Resident Spotlight: Bob Arnold
Most mornings, you can find Bob Arnold situated comfortably in a chair at his favorite Puyallup restaurant, pen in hand. Fueled by a large mug of coffee and a stack of magazine subscriptions including The Economist and Sawmill and Woodlot and a publication on bioenergy, Bob scribbles numbers, ideas and notes onto napkins and tucks them away carefully. He is constantly thinking, constantly learning, and constantly working to understand more—particularly in the field of environmental conservation.
Bob has been an advocate of using nature in a sustainable way with minimal environmental impacts since long before the environmentalism movement took off. A retired teacher, he started teaching the concept of sustainability in 1963, well before the concept was generally known or understood. He refers to himself as a “Republican Environmentalist”, a term whose inherent unconventionality suits him and the ways in which he has pushed boundaries and forged educational experiences that go beyond the classroom.
Bob was in the middle of teaching a routine experiment on osmosis with his high school Biology class when he looked out the window at the vast forest adjacent to his school building and thought, “Now that is more interesting.” He had heard his superintendent declare that “High school, beyond the 10th grade, is a waste of time.” Bob’s desire to help students learn in a way that was lasting, valuable and transformative instead of routine drove his decision to start a Forestry and Fish and Wildlife program in the Federal Way School District. Bob learned of an undeveloped site owned by the school district with 54 acres and 400 feet of lake frontage and made this site his classroom. In the "land lab," he taught students about spawning salmon and what kind of trees to plant that would thrive and contribute to the area's ecosystem.His days were filled with adventures in hands-on instruction and meaningful interactions with students, some of which went on to pursue education and careers in natural resources technology.

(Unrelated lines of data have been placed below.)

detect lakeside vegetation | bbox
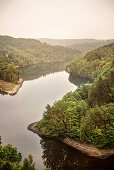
[0,137,36,170]
[37,43,114,148]
[67,43,114,80]
[39,38,114,54]
[0,36,80,83]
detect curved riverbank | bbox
[0,78,23,95]
[27,122,114,159]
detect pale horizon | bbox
[0,0,114,40]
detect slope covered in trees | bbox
[67,43,114,79]
[0,137,36,170]
[39,38,114,53]
[37,44,114,148]
[0,36,80,82]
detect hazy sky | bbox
[0,0,114,39]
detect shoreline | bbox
[27,122,114,159]
[0,78,23,96]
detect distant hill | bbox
[67,43,114,79]
[39,38,114,53]
[0,36,80,82]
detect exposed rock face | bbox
[27,122,114,159]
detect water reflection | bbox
[19,61,68,81]
[68,75,93,86]
[40,138,114,170]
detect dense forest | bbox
[37,43,114,148]
[0,36,80,82]
[0,137,50,170]
[0,137,35,170]
[39,38,114,54]
[67,43,114,79]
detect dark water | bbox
[0,63,114,170]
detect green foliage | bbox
[37,43,114,148]
[80,104,114,148]
[37,89,88,139]
[0,145,22,170]
[0,137,35,170]
[90,71,114,106]
[21,155,35,170]
[67,43,114,79]
[0,36,79,66]
[0,36,79,82]
[0,63,19,83]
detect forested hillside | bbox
[0,36,80,82]
[37,43,114,148]
[67,43,114,79]
[39,38,114,54]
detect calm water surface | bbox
[0,62,114,170]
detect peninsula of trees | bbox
[0,36,80,90]
[29,43,114,158]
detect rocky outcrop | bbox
[28,122,114,159]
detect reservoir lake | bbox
[0,63,114,170]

Since Bob’s retirement from teaching, he continues to serve on a number of committees and boards: Pierce County Farm Forestry Board, Green River College Natural Resources Technology board, the Evergreen Woodworks Guild, and the Puyallup Historical Preservation Board, to name a few. His mornings consist of reading and research, but his afternoons are filled with the same type of hands-on learning he taught for so many years. Weekly, he tends to his tree farm in Eatonville. He lives with his wife Mariella in Puyallup, in a home they have owned since 1960.
Both Bob and Mariella were both raised in Puyallup. Bob moved to Puyallup as a young boy, and Mariella was born in the city. They have memories of Puyallup being mostly farmland and fondly recall summer jobs of picking berries and cucumbers in the valley. Bob remembers strapping his boots on to go duck hunting in the Puyallup River, all before the first bell rang at Puyallup High School. Bob’s father was a carpenter, and Bob spent his childhood shadowing his father’s work. He remembers getting paid 25 cents an hour to help pick up nails at his dad’s construction sites. Later, Bob would himself build several homes in the area, including completing work on his own home which was originally built in 1880. Perhaps it was this love for building and woodworking that inspired Bob’s passion for using nature’s resources with minimal environmental impacts. A passion that exists to this day. A passion that continues to drive Bob as a life-long learner and teacher.